Bonds ( zero differences)
Since continuous random variables will only be collected discreetly usually bonds can occur. Are the two-sample problem, the values of observations from the first to the second sample unchanged or are in the one-sample problem for several values equal to the median to zero differences or bonds yield ( Ties). However, a binomial test, only two categories ( here and -) treat. This raises the question of how to rank bonds can be treated. Possible methods are:
- Observations with rank bonds are eliminated, ie the sample size is reduced.
- The observations are equally assigned to the groups. With an odd number of bonds an observation pair is eliminated.
- Observations are each provided with a probability of 0.5 of either group ( or -) assigned.
- Zero differences get the rarer sign (very conservative approach ).
Example of a two-sample problem
A school board would like to investigate whether the school performance of students with a new learning method have (eg e-learning) improved. The school performance of a random sample of 43 students will be measured by an appropriate assay. After that, the students are confronted with the new learning method. After the confrontation, the school performance of the same students refile. The school board operates with the obtained observations by a right-sided sign test:
To evaluate the frequencies of the sign ( , -, =) to determine the differences:
At 25 students, the services have improved.
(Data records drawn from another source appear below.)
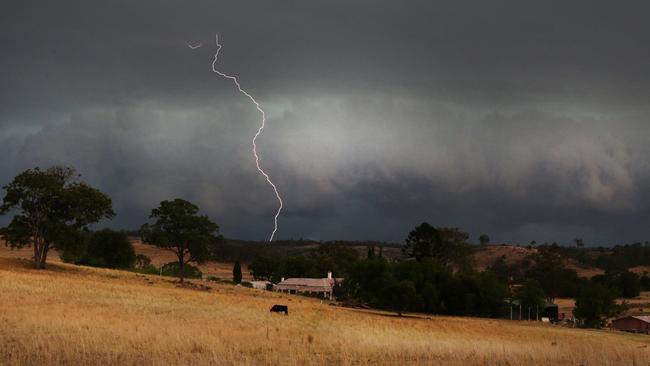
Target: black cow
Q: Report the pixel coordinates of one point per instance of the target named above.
(280, 309)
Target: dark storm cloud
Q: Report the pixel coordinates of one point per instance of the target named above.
(525, 121)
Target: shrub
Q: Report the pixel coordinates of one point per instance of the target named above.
(142, 261)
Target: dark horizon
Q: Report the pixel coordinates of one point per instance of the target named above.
(522, 121)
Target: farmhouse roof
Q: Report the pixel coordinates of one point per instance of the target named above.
(311, 282)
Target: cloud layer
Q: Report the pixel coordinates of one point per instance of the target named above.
(526, 123)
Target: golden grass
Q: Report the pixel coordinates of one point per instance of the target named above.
(69, 315)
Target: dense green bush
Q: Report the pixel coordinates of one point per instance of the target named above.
(172, 269)
(104, 248)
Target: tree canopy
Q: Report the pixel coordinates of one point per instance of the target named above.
(51, 209)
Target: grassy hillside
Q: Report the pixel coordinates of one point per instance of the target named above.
(79, 315)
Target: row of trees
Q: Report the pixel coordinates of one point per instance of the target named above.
(54, 209)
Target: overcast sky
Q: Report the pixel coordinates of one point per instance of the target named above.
(523, 120)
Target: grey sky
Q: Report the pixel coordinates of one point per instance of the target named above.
(523, 120)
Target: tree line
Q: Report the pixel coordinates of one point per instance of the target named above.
(54, 209)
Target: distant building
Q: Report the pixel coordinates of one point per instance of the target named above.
(319, 286)
(632, 323)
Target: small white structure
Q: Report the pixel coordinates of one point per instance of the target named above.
(261, 285)
(324, 286)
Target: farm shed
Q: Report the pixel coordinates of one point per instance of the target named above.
(320, 286)
(632, 323)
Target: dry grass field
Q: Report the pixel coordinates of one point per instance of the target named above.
(70, 315)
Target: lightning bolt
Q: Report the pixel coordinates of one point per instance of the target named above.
(257, 134)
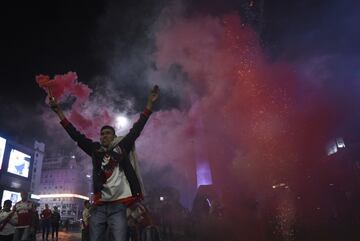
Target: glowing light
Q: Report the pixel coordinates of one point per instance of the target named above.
(203, 173)
(62, 195)
(2, 149)
(33, 196)
(122, 122)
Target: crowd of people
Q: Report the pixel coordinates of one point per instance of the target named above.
(21, 221)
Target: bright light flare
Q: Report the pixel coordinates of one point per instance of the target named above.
(122, 122)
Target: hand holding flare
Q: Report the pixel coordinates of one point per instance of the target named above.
(45, 82)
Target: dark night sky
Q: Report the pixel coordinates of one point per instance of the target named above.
(55, 37)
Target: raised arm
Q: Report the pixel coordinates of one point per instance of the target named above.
(134, 133)
(83, 142)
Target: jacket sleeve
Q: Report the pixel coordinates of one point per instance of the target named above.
(128, 141)
(83, 142)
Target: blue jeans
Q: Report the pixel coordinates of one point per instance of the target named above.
(111, 216)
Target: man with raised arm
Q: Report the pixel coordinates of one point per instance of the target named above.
(116, 182)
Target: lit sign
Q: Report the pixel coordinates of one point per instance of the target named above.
(13, 196)
(19, 163)
(2, 150)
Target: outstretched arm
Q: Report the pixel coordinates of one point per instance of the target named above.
(134, 133)
(83, 142)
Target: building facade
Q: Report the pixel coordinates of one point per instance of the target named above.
(64, 184)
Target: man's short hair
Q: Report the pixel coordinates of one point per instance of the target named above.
(8, 202)
(108, 127)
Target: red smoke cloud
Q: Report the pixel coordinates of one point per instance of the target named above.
(249, 118)
(67, 85)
Eleven students were poor and at seven they stayed the same. Can we conclude from this result that the new learning method in the population has a positive effect?
Bonds
The sample size is reduced by the number of bonds.
Binomial
When using the binomial distribution as the test results on a ( maximum ) level of significance of 0.05, a critical value of 23 (0.95 - quantile of the binomial distribution, p- value = 0.01441 ). Since 25 > 23, the null hypothesis is rejected ( no improvement). The school authorities can close so after such a result that e -learning has a positive impact on school performance.
Normalverteilungsapproximation
The critical value of the standard normal distribution for α = 0.05 is 1.6449 (0.95 - quantile of the standard normal distribution).
The approximation of the distribution of the test statistics by the normal distribution is
With an associated p- value, ie the probability that the test value obtained or greater occurs under the null hypothesis of. The school authorities can close at a significance level of 5 % also here that e -learning has a positive impact on school performance.